Proposed in https://arxiv.org/pdf/1809.04281.pdf This implementation also allows:
- KV caching, also avoids redundant relative transformations
- Unmasked attention, which involves learning both relative future and relative past transformations
- Relative attention bias
Similar to regular attention, but now the attention score computation involves an additional matrix Srel: Attention = Softmax((Q*Kt + Srel)/sqrt(dim)). To compute Srel, we learn max_length linear transformations for each head (max_length x 2 if bidirectional). To obtain an entry i, j in Srel we apply [i-j]th linear transformation ([j-i]th if bidirectional and j>i) to Qi. Naturally, this limits maximum sequence length.
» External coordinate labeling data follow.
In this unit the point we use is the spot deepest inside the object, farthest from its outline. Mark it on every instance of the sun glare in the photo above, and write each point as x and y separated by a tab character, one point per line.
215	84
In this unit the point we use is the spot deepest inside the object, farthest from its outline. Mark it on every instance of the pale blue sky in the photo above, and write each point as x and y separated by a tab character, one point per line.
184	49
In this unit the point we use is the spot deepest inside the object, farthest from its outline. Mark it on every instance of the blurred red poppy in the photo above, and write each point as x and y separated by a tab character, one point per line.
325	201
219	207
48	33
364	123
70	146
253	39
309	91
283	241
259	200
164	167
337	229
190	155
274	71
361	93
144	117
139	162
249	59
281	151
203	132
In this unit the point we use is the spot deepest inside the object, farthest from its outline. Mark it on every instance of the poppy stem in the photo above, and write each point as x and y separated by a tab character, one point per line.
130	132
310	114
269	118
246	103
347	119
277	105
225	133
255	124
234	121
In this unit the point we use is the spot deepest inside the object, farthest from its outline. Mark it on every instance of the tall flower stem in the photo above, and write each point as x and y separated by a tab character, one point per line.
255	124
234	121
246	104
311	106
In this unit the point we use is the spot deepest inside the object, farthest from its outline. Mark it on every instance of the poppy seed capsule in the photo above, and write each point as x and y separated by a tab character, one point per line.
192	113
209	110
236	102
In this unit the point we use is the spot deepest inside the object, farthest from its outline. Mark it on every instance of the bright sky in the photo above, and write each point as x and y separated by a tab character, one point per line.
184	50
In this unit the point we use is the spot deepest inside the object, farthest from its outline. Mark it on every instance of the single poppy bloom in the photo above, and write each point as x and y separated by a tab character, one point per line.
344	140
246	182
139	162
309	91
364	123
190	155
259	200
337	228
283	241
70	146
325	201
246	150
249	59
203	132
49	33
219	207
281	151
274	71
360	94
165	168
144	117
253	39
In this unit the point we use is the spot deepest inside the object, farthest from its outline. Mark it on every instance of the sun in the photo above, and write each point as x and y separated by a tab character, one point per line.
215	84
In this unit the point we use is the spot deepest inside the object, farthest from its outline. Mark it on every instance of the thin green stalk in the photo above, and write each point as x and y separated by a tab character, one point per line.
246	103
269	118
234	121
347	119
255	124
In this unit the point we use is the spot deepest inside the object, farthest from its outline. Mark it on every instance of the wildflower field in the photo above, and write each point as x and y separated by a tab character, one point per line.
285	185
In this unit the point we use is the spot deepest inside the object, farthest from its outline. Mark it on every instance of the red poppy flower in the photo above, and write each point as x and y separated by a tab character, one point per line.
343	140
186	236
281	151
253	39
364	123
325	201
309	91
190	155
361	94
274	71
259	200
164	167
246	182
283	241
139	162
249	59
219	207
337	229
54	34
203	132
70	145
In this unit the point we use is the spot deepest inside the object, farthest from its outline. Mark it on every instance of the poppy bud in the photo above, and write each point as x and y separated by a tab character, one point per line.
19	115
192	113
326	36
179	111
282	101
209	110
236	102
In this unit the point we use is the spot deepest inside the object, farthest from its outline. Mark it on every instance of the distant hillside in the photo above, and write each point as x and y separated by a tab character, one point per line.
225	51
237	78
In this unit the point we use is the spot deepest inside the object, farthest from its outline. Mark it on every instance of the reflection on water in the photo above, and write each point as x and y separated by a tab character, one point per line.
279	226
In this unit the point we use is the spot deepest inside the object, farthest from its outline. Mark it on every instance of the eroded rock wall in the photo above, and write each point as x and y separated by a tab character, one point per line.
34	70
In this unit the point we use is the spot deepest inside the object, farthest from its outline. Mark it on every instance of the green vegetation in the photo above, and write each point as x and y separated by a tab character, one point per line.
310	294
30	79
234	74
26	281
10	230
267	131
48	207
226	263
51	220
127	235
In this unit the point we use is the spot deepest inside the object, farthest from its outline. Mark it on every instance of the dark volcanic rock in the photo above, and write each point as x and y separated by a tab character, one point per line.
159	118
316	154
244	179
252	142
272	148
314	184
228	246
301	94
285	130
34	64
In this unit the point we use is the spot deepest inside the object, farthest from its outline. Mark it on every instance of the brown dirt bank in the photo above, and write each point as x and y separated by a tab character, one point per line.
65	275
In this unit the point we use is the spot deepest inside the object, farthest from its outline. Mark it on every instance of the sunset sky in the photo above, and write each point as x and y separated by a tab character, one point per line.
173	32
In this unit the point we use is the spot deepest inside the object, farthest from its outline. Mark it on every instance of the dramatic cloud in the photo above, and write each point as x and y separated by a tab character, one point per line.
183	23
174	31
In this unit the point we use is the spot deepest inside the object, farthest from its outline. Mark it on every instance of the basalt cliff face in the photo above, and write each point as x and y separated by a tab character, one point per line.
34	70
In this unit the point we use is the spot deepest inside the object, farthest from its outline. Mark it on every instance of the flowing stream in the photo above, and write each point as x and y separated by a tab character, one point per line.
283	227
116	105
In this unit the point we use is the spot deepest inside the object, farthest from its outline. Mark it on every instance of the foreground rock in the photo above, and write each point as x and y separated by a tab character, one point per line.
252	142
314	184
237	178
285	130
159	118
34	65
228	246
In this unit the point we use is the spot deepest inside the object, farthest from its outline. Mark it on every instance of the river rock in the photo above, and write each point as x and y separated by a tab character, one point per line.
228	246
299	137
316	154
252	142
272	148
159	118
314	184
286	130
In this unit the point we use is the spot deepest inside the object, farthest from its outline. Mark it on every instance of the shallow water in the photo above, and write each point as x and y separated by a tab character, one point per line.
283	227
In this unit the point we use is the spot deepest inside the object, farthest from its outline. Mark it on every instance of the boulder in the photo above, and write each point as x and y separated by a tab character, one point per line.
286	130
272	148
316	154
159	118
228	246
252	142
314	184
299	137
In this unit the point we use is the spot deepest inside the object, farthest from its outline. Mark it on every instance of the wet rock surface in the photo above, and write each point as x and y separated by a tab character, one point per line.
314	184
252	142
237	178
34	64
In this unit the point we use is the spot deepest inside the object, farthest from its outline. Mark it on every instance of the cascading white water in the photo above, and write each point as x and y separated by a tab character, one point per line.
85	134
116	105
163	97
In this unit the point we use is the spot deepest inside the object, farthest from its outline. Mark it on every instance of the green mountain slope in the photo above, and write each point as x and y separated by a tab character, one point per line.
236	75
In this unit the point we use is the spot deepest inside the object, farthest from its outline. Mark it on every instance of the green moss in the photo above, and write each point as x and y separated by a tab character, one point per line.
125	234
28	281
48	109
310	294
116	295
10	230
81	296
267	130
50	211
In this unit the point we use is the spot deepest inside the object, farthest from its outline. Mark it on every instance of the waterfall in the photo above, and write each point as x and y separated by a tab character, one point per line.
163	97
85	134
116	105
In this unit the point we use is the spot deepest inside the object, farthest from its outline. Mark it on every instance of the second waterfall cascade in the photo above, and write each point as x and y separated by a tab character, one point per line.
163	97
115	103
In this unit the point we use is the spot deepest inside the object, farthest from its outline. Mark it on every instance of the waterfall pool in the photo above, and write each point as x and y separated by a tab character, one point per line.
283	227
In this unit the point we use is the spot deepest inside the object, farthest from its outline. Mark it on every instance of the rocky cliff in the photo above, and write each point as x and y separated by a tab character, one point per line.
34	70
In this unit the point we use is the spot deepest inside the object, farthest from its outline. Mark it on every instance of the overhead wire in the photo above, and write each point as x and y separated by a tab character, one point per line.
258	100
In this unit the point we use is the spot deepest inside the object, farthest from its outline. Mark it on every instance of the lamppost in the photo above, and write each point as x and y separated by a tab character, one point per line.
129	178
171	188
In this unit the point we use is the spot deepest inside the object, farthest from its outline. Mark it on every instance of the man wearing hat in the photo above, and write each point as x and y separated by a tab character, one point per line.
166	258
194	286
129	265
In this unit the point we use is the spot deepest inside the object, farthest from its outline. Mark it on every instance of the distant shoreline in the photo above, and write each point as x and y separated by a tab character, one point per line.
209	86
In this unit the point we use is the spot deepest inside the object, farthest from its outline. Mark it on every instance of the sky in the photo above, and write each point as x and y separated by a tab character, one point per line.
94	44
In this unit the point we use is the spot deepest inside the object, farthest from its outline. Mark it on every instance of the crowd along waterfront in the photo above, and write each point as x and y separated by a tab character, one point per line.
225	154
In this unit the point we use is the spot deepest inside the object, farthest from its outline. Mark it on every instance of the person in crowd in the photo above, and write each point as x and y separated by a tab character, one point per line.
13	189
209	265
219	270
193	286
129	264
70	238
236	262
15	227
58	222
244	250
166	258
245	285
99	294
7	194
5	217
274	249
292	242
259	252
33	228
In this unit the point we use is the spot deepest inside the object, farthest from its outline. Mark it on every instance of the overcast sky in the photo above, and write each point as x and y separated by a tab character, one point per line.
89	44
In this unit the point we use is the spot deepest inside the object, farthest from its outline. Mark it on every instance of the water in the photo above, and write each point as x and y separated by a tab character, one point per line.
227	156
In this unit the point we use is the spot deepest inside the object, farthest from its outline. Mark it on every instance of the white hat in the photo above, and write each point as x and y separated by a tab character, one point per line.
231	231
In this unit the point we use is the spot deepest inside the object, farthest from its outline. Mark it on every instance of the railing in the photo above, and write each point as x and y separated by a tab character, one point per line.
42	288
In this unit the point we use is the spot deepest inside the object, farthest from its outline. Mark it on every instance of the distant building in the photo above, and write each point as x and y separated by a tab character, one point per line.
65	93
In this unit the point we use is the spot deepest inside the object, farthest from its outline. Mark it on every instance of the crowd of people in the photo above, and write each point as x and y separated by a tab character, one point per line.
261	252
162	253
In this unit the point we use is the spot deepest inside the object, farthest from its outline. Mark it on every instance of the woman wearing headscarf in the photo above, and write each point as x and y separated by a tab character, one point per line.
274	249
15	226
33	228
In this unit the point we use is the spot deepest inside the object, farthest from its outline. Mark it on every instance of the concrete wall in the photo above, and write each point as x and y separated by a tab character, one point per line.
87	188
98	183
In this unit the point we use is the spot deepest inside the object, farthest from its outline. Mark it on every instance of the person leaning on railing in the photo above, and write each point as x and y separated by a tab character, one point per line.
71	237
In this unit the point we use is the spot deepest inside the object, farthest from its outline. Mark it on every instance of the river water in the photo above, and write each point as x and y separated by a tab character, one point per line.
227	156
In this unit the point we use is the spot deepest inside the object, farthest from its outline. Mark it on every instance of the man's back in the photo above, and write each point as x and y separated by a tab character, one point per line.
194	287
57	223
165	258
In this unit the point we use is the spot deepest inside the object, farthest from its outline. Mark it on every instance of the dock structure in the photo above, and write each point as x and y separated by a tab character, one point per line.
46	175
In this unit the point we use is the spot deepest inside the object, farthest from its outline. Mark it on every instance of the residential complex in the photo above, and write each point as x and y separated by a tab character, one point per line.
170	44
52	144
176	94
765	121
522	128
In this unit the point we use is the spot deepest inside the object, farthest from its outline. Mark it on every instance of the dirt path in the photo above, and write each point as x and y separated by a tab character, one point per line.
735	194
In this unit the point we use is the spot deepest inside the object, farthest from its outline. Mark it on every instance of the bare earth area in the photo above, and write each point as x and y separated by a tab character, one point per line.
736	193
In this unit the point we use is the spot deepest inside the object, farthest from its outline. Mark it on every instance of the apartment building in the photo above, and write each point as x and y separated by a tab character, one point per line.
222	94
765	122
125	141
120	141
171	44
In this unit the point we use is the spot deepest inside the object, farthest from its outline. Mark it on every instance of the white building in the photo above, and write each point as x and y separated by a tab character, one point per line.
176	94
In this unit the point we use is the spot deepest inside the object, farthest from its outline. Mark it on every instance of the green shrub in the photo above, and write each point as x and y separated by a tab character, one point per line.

When used in combination with sinusoidal positional encoding, it allows the transformer to attend to both relative and absolute positions. In theory it should perform better than RoPE in tasks that don't require long attention windows, due to higher flexibility.
#in decoder layer
def __init__(self, ...):
...
self.mha = RelativeGlobalAttention(d=d_model, h=num_heads, max_seq=seq_length, bidirectional=False, rel_attn_bias=False)
...
def forward(self, x, mask=mask, is_inference):
...
mha_out, _ = self.mha(mha_in, mask=mask, cache_enabled=is_inference)
...
#somewhere in the model class
def reset_kv_cache(self):
for layer in self.decoder_layers:
for module in layer.modules():
if isinstance(module, RelativeGlobalAttention):
module.kv_cache = None
def generate(self, x, desired_length):
self.reset_kv_cache()
...
#forward all context without the last token to cache it
for i in range(desired_length):
#forward only last token from the sequence one by one
#sample and extend the sequence